ResaPura

ResaPura Lavorazione Canapa per conto terzi. Cosmetici cbd/cbg

09/04/2026

Autoimmune disease is the body staying stuck in a bad inflammatory conversation, where immune signals keep firing when they should be standing down. In “Cannabinoids and autoimmune diseases: A systematic review” (2016), Katchan and colleagues reviewed how cannabinoids influence immune signaling across autoimmune conditions and found that these compounds can modulate neurotransmitter and cytokine release, suppress leukocyte proliferation, induce apoptosis in T cells and macrophages, and reduce pro inflammatory cytokine output.

The review also notes preclinical benefits in models of arthritis, multiple sclerosis, and type 1 diabetes, while acknowledging that human evidence remains limited and inconclusive.

That’s what makes cannabinoids important in autoimmune inflammation. They are not just being discussed as pain relievers. They are being studied as immune modulators that may help calm part of the inflammatory machinery itself.
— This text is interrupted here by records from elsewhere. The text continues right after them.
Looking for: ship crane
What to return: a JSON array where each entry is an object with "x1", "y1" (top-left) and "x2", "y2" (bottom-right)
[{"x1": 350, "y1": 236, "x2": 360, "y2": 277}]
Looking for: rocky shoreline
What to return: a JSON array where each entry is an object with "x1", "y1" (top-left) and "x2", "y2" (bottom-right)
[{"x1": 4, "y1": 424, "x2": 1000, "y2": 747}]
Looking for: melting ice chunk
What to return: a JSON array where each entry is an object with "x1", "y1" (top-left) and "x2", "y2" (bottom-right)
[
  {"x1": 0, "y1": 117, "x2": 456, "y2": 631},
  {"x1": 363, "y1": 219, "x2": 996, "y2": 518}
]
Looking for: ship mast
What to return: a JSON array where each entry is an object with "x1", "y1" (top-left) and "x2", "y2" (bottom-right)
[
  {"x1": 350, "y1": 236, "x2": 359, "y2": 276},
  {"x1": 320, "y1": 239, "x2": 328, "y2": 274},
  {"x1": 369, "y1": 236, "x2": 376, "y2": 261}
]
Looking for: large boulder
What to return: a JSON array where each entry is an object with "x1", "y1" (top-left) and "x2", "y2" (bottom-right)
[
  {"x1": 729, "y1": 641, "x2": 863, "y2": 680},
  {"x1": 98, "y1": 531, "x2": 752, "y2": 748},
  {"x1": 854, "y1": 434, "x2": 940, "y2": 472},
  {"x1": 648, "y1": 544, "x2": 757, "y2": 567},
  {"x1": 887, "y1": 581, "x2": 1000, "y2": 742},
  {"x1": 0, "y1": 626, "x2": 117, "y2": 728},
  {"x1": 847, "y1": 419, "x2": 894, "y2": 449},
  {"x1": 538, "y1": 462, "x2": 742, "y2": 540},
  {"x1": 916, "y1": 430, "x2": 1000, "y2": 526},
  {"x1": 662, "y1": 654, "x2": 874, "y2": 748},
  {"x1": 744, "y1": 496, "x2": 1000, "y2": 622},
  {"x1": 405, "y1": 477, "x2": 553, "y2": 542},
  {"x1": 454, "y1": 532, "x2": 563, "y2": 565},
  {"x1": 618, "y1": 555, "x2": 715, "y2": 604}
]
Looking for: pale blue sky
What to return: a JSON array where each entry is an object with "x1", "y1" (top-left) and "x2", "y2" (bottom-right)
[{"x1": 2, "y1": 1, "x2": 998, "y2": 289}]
This review specifically describes cannabinoids as having immunosuppressive and anti-fibrotic promise in autoimmune disorders, which matters because autoimmune damage is often driven by cells remaining activated too long, releasing excess inflammatory signals, and perpetuating tissue injury over time.

The honest part is just as important - this is not proof that every cannabinoid helps every autoimmune disease, and it is not a license to overstate the science. The review makes clear that most of the stronger evidence was preclinical, while human trials were still scarce.

But the reason this lane keeps growing is simple. Cannabinoids appear capable of dialing down parts of the immune overreaction that drive autoimmune inflammation, and that puts them in a serious conversation about restoring balance where the body has lost it.

-Mike Robinson, The Researcher OG
Study Link: https://doi.org/10.1016/j.autrev.2016.02.008

09/04/2026

Bone pain is one of the hardest pains to shut down because it is not just pain signaling; it is inflammation, nerve irritation, tumor or injury-driven remodeling, and structural breakdown all feeding each other at once. In “A cannabinoid 2 receptor agonist attenuates bone cancer-induced pain and bone loss” (2010), Lozano-Ondoua and colleagues showed that activating CB2 reduced spontaneous and evoked bone pain in a murine model, while also reducing bone loss.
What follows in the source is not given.